Interviewer patterns and antipatterns
aka how to lose candidates before you even make an offer
Not all from the same company. Experiences collected over various phases of past 2 months of interviewing, before I ultimately decided to stay at Google when moving to NYC.
* Interviewer walks into room unprepared, and starts reading candidate resume for the first time with the candidate sitting right there, then hesitantly asks questions about "what was your favorite project at [foo]?"
** Bonus points for previous interview before that being about work history, and this interview supposedly being about coding/algo
* Interviewer pitches wildly unrealistically planned project ("we're starting a team of six engineers to implement mapreduce!")
* Interview loop has zero women
* Interview loop for SRE fails to test systems design
* Interview loop for SRE fails to test troubleshooting
* Hiring manager states a desire to hire only senior candidates, then blames the pipeline for poor diversity.
* Initial contact is a lukewarm unscheduled phonecall with no prior email coordination
* Screening process for SWE-focused SRE begins with a pure Chef exercise
* Hiring manager answers question about diversity with "I wish we could all just be people..."
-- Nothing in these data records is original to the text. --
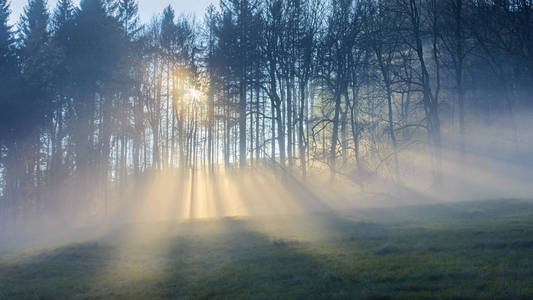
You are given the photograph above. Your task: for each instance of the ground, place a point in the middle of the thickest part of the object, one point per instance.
(469, 250)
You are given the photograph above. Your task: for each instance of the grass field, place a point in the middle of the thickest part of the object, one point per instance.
(473, 250)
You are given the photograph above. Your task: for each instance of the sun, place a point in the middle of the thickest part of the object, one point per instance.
(194, 94)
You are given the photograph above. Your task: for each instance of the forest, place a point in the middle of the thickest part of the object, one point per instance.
(94, 103)
(266, 149)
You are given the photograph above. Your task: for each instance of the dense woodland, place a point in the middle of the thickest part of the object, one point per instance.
(92, 100)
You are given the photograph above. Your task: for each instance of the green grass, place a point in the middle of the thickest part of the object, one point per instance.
(474, 250)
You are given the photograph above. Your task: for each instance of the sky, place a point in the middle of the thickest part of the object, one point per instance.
(147, 8)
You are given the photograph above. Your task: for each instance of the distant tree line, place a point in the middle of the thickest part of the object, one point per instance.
(91, 100)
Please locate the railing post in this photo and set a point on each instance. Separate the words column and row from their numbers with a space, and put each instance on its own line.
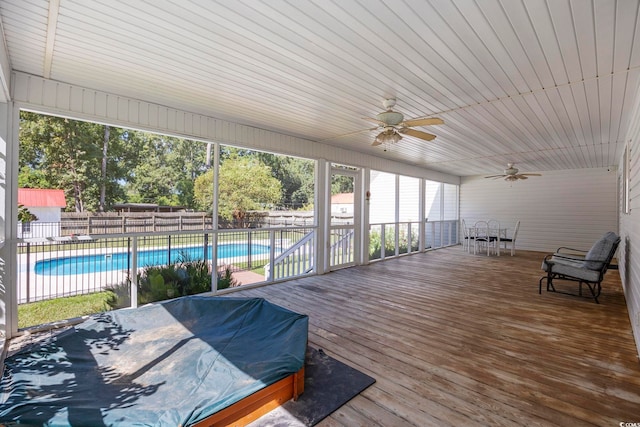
column 272, row 255
column 249, row 250
column 28, row 271
column 134, row 273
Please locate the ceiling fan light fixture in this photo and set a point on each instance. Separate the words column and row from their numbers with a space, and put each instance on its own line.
column 390, row 118
column 510, row 169
column 388, row 137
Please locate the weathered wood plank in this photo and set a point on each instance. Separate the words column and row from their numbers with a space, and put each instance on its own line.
column 460, row 339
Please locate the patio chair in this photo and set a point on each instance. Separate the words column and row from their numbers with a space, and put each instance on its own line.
column 585, row 267
column 466, row 243
column 512, row 239
column 482, row 238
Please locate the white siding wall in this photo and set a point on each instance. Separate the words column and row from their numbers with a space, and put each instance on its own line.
column 629, row 252
column 560, row 208
column 58, row 98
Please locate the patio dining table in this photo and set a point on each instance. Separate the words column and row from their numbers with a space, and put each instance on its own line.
column 472, row 232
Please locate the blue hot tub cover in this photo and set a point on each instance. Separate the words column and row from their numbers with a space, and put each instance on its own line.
column 167, row 364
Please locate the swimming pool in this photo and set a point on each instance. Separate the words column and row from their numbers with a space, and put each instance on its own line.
column 97, row 263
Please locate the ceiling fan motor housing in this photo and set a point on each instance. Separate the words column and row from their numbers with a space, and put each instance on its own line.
column 390, row 118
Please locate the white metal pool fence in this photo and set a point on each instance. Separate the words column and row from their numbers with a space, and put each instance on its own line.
column 73, row 265
column 66, row 266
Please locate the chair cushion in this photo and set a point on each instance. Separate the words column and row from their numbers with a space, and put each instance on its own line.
column 600, row 251
column 571, row 267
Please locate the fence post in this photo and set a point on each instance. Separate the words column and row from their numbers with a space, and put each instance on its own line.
column 134, row 273
column 28, row 271
column 249, row 251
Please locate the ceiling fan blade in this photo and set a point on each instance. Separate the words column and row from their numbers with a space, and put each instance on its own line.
column 417, row 134
column 423, row 122
column 372, row 120
column 344, row 135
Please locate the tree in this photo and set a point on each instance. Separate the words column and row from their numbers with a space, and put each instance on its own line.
column 296, row 176
column 245, row 183
column 56, row 152
column 167, row 171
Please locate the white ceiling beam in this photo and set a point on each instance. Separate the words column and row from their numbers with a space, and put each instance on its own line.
column 5, row 69
column 52, row 24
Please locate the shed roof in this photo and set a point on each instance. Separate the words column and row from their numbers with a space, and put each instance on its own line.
column 342, row 198
column 42, row 198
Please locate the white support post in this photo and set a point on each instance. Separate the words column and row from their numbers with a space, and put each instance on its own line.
column 397, row 217
column 214, row 219
column 422, row 226
column 364, row 209
column 321, row 207
column 9, row 129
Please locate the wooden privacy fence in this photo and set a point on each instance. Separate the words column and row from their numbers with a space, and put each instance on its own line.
column 109, row 223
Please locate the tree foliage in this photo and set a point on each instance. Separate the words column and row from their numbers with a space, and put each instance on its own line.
column 98, row 166
column 56, row 152
column 245, row 183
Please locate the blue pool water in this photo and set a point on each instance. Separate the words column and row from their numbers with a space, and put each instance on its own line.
column 96, row 263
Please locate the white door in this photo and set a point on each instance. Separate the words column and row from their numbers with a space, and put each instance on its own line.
column 344, row 237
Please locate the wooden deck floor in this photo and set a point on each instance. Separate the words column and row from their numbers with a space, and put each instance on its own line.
column 459, row 339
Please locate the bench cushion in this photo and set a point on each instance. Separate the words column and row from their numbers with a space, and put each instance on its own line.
column 571, row 267
column 600, row 251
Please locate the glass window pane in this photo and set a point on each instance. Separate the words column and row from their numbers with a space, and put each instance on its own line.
column 382, row 203
column 432, row 200
column 409, row 199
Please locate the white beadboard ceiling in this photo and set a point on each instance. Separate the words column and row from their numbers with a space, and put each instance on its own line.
column 547, row 84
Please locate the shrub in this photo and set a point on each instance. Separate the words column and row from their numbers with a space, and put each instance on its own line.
column 157, row 283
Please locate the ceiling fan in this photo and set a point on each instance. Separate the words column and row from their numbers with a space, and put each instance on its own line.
column 393, row 125
column 511, row 174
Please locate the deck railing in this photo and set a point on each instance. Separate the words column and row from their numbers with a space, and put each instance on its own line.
column 388, row 240
column 296, row 261
column 65, row 266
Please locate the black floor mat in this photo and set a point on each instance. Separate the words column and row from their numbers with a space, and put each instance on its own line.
column 328, row 385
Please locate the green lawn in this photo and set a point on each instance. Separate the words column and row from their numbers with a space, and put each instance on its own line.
column 37, row 313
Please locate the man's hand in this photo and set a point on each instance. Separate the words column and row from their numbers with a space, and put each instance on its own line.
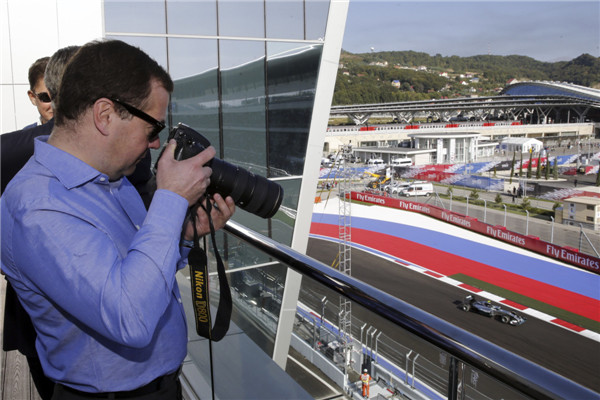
column 221, row 212
column 188, row 178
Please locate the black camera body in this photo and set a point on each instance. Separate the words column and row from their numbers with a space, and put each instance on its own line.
column 253, row 193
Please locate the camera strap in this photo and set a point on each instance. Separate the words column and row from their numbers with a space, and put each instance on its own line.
column 198, row 263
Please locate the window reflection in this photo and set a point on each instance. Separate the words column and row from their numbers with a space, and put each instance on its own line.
column 134, row 16
column 292, row 76
column 187, row 17
column 241, row 18
column 243, row 100
column 316, row 18
column 285, row 19
column 195, row 100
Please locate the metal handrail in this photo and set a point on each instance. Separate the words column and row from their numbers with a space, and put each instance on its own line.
column 523, row 375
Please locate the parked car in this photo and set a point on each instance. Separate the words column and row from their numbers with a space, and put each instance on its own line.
column 491, row 310
column 418, row 189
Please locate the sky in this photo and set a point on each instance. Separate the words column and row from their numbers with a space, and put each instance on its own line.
column 544, row 30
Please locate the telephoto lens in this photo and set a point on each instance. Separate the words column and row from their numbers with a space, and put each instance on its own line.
column 253, row 193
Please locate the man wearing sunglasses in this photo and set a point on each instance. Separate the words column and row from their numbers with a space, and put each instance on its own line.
column 16, row 148
column 38, row 93
column 93, row 268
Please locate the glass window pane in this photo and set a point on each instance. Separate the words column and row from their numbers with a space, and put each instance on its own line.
column 243, row 99
column 195, row 100
column 316, row 18
column 146, row 16
column 292, row 77
column 282, row 223
column 285, row 19
column 187, row 17
column 241, row 18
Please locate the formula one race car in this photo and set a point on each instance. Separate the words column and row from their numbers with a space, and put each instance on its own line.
column 491, row 310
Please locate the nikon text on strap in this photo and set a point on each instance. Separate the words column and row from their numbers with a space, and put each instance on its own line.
column 199, row 283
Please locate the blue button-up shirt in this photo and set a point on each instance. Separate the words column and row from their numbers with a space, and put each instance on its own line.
column 95, row 271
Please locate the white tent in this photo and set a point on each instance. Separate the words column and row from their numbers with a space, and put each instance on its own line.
column 522, row 145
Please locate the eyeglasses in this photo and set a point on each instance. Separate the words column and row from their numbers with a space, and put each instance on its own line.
column 158, row 126
column 43, row 97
* Recruiter goes on vacation for a week with no alternate contact listed in autoresponder
* No set interview schedule, with candidate left alone by themself for 5-10 minutes while previous interviewer fetched next interviewer
Some innovative and great things I saw:
* Allowing candidate to write code on their own device in their own IDE and looking over shoulder to see how they develop during an onsite interview
* Actually having organized training to build a pipeline by bringing people up into SWE/SRE roles through from support or hwops roles
Some things I had mixed feelings about:
* Screening involving multiple hours of preparation/coding/exam-taking. Some of these were fun, but some of these were so frustrating and discouraging that I gave up because I couldn't be bothered due to lack of spoons after I'd gotten home from work.
The only company I interviewed with that got every single aspect of the candidate experience right was Dropbox. Every other company I spoke with hit at least one of the antipatterns, sometimes multiple.
NB: I reckon Google probably isn't perfect either (especially on the latency between phone screen and onsite or onsite and offer), but obviously I didn't have to interview for anything other than informal project matching for an internal transfer.